Cries of “save our water” echo at the Colorado/Utah state line as the Colorado River drops an average of about 4.6 million acre feet a year into downstream states. An acre foot is one acre of water (about the size of a football field), one foot deep - about 326,000 gallons. Colorado is entitled to use a lot more water from the Colorado River than it does now, through old (1922 and 1948) interstate agreements called compacts. Southern California’s growing demand (supplied largely from the Colorado River) could jeopardize this right in the future, because Californians are using this water (for free) and we Coloradans aren’t. Interstate water issues are the domain of Congress, not the State, so you can imagine how rational and sane those issues will be in the future. California has 53 congressional districts to Colorado’s 7, so Coloradans have a lot more control over their own city councils and state legislature than Congress. If Colorado water users don’t need or can’t afford to build the facilities they want for future demands, why not sell part of Colorado’s compact entitlement to California? There, I’ve said it. Slap my face and get the tar and feathers. Selling part of Colorado’s claim to water it will likely never use could provide the funds for developing water it can use, without taxing Colorado citizens. But, anything dealing with the feds can be touch-and-go.

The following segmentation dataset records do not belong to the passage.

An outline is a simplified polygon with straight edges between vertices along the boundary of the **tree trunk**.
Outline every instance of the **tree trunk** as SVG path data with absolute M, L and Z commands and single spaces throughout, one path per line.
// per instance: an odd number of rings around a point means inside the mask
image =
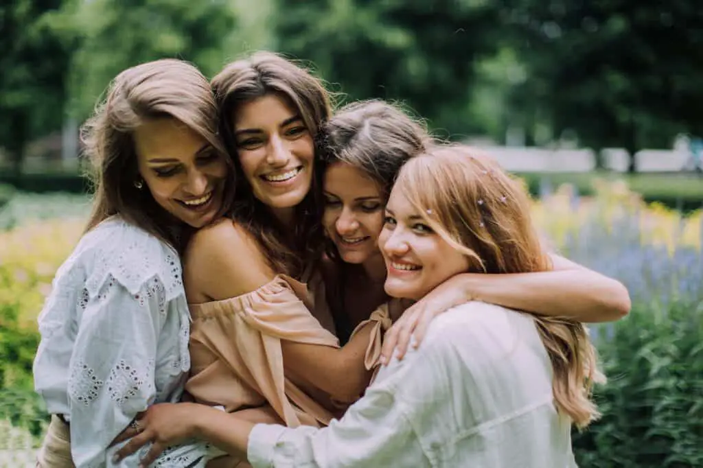
M 22 176 L 25 162 L 25 150 L 27 147 L 27 116 L 22 110 L 15 110 L 11 114 L 10 135 L 12 139 L 7 145 L 10 155 L 10 170 L 18 180 Z
M 631 122 L 629 128 L 626 131 L 624 143 L 624 148 L 627 151 L 627 156 L 629 158 L 627 172 L 628 174 L 635 174 L 637 172 L 637 161 L 635 155 L 637 153 L 638 148 L 634 122 Z

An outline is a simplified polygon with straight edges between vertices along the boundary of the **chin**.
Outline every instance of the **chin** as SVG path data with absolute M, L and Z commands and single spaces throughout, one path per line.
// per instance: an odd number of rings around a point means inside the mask
M 414 287 L 408 287 L 406 285 L 394 284 L 394 282 L 389 282 L 387 280 L 383 289 L 385 290 L 386 294 L 391 297 L 395 297 L 396 299 L 409 299 L 413 300 L 418 300 L 419 299 L 417 297 L 417 290 Z M 422 296 L 420 296 L 420 297 L 422 297 Z
M 363 254 L 359 254 L 357 253 L 347 254 L 346 255 L 342 254 L 340 254 L 340 256 L 342 257 L 342 259 L 344 261 L 344 263 L 354 264 L 355 265 L 363 264 L 366 261 L 366 259 L 368 258 L 368 255 Z

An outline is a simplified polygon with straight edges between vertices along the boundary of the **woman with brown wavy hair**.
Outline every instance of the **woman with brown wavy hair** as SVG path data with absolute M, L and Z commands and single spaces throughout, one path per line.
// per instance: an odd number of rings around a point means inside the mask
M 491 158 L 432 150 L 400 171 L 380 238 L 385 288 L 420 300 L 459 274 L 546 271 L 529 197 Z M 565 314 L 568 311 L 565 311 Z M 602 380 L 578 322 L 483 302 L 434 320 L 406 358 L 325 428 L 193 413 L 200 436 L 264 467 L 575 467 L 572 425 L 598 417 Z
M 39 318 L 34 386 L 52 414 L 41 468 L 138 464 L 112 463 L 110 446 L 128 426 L 139 429 L 149 405 L 181 398 L 191 316 L 179 253 L 233 195 L 209 84 L 186 62 L 120 73 L 84 136 L 93 213 Z M 157 463 L 202 467 L 211 455 L 198 442 Z

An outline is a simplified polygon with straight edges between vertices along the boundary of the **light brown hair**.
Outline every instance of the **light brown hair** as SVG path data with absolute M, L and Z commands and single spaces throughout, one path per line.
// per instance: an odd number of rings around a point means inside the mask
M 295 242 L 285 239 L 283 226 L 278 226 L 267 207 L 257 200 L 236 157 L 233 133 L 233 117 L 239 106 L 267 95 L 275 95 L 299 112 L 314 138 L 332 112 L 330 95 L 321 80 L 302 65 L 271 52 L 259 51 L 230 63 L 212 79 L 219 108 L 219 129 L 227 150 L 234 157 L 237 174 L 236 203 L 231 216 L 247 227 L 264 249 L 266 258 L 276 271 L 298 275 L 305 261 L 319 250 L 311 239 L 317 238 L 320 228 L 316 223 L 318 190 L 311 188 L 308 195 L 296 207 Z M 316 151 L 316 160 L 318 159 Z M 313 184 L 318 182 L 313 178 Z
M 523 186 L 479 151 L 459 145 L 437 148 L 411 160 L 394 190 L 401 190 L 427 224 L 467 256 L 472 271 L 552 268 L 532 226 Z M 557 408 L 585 427 L 599 415 L 591 390 L 603 381 L 588 330 L 576 320 L 531 315 L 552 363 Z
M 348 164 L 375 181 L 386 197 L 403 164 L 432 143 L 421 120 L 397 104 L 376 99 L 339 109 L 323 134 L 321 170 L 337 162 Z
M 178 233 L 184 223 L 162 208 L 147 188 L 135 186 L 140 177 L 134 134 L 150 119 L 174 118 L 224 157 L 217 136 L 217 108 L 207 79 L 191 63 L 162 59 L 122 72 L 106 93 L 82 129 L 95 187 L 86 230 L 119 214 L 180 252 L 185 240 Z M 233 168 L 225 183 L 223 207 L 233 197 Z

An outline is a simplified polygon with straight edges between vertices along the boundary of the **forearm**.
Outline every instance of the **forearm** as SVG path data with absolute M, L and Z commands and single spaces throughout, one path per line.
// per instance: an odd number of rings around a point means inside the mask
M 619 282 L 586 268 L 506 275 L 464 275 L 468 298 L 581 322 L 615 320 L 630 310 Z
M 203 406 L 193 420 L 195 436 L 221 450 L 246 460 L 249 434 L 257 424 L 250 417 Z
M 365 358 L 374 325 L 373 322 L 366 324 L 336 351 L 340 353 L 338 365 L 330 374 L 335 386 L 332 396 L 335 399 L 353 403 L 368 386 L 373 372 L 366 368 Z
M 335 400 L 355 401 L 371 378 L 364 358 L 373 325 L 365 325 L 341 349 L 281 342 L 287 375 L 305 379 Z

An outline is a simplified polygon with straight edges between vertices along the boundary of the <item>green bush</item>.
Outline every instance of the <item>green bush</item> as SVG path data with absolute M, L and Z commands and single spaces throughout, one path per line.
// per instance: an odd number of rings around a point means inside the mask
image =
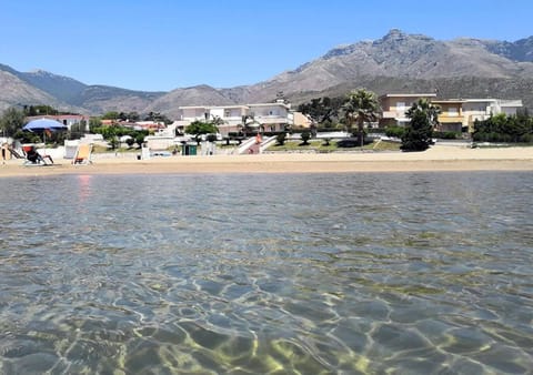
M 285 134 L 285 133 L 280 133 L 280 134 L 278 134 L 278 136 L 275 138 L 275 142 L 276 142 L 279 145 L 283 145 L 283 144 L 285 144 L 285 138 L 286 138 L 286 134 Z
M 456 132 L 433 132 L 433 138 L 441 140 L 456 140 L 461 138 L 461 134 Z
M 402 126 L 388 126 L 385 128 L 386 136 L 402 138 L 405 134 L 405 128 Z

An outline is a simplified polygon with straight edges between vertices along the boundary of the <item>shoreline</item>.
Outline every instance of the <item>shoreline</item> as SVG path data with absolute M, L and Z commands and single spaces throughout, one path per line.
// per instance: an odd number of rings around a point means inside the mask
M 72 165 L 59 160 L 49 166 L 23 165 L 10 160 L 0 166 L 0 178 L 61 174 L 242 174 L 242 173 L 380 173 L 533 171 L 533 148 L 466 149 L 434 145 L 424 152 L 263 153 L 255 155 L 160 156 L 137 160 L 134 155 L 99 158 Z

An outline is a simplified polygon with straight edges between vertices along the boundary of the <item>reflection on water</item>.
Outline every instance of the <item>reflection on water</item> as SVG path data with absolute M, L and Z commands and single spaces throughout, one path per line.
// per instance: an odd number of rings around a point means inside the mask
M 0 373 L 527 373 L 531 186 L 0 180 Z

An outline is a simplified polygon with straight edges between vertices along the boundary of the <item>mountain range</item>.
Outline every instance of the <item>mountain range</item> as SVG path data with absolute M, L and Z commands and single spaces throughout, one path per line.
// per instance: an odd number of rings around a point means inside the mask
M 378 94 L 436 92 L 440 98 L 522 99 L 533 109 L 533 37 L 514 42 L 460 38 L 441 41 L 393 29 L 373 41 L 339 45 L 294 70 L 252 85 L 209 85 L 170 92 L 88 85 L 47 71 L 19 72 L 0 64 L 0 110 L 49 104 L 78 113 L 161 112 L 180 105 L 271 102 L 279 92 L 293 104 L 338 97 L 364 87 Z

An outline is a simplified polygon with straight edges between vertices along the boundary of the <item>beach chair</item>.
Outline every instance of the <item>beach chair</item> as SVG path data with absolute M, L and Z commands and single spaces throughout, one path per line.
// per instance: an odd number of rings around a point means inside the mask
M 84 143 L 78 145 L 72 164 L 92 164 L 91 153 L 92 144 Z
M 24 165 L 50 165 L 53 164 L 53 160 L 50 155 L 42 156 L 37 152 L 34 145 L 23 145 L 22 152 L 24 153 Z M 48 162 L 46 161 L 48 159 Z

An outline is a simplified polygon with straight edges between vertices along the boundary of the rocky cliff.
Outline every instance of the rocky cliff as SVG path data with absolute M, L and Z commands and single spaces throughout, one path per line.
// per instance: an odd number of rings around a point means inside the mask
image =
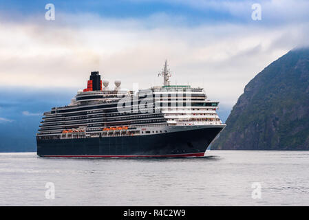
M 309 48 L 289 52 L 245 87 L 212 149 L 309 150 Z

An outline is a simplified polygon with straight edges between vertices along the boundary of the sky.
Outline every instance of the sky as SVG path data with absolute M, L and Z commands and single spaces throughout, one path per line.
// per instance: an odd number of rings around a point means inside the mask
M 0 0 L 0 147 L 20 146 L 20 128 L 33 145 L 41 113 L 68 104 L 90 72 L 148 88 L 165 59 L 171 84 L 204 87 L 224 121 L 250 80 L 308 45 L 308 11 L 307 0 Z

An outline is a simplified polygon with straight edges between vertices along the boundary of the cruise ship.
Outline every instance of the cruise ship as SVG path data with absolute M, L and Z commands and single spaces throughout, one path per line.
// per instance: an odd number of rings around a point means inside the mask
M 87 88 L 67 106 L 43 113 L 37 155 L 72 157 L 202 157 L 225 124 L 219 102 L 202 88 L 171 85 L 167 61 L 158 74 L 163 85 L 114 89 L 91 72 Z

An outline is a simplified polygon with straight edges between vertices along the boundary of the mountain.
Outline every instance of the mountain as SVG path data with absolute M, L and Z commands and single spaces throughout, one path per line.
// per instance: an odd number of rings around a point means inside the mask
M 309 48 L 295 49 L 245 87 L 212 149 L 309 150 Z

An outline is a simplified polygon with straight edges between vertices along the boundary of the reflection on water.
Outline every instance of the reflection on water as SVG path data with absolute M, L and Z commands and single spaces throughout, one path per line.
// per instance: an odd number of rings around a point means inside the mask
M 1 206 L 308 206 L 309 152 L 202 158 L 41 158 L 0 153 Z M 55 199 L 45 199 L 47 182 Z M 253 199 L 253 183 L 261 199 Z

Hopefully sanity will return, but as long as citizens keep running to the state capitol for more soggy handouts, I wonder. The Colorado General Assembly will probably be asked to force taxpayers to fund poorly thought out water projects and to change water laws without understanding the consequences. Will its members display the statesmanship necessary to avoid these destructive tendencies as it has in the past? Only time will tell, but I am now warning you against other, more expensive, and even insane, proposals for changing Colorado Water Law in the future such as this one, which didn't collect enough signatures to get on the ballot in 2012:

DON'T ASK STATE TO CONFISCATE WATER RIGHTS

Please be careful, and don't let uninformed promoters of political dogma destroy a beneficial water law and allocation system that has worked well for 160 years.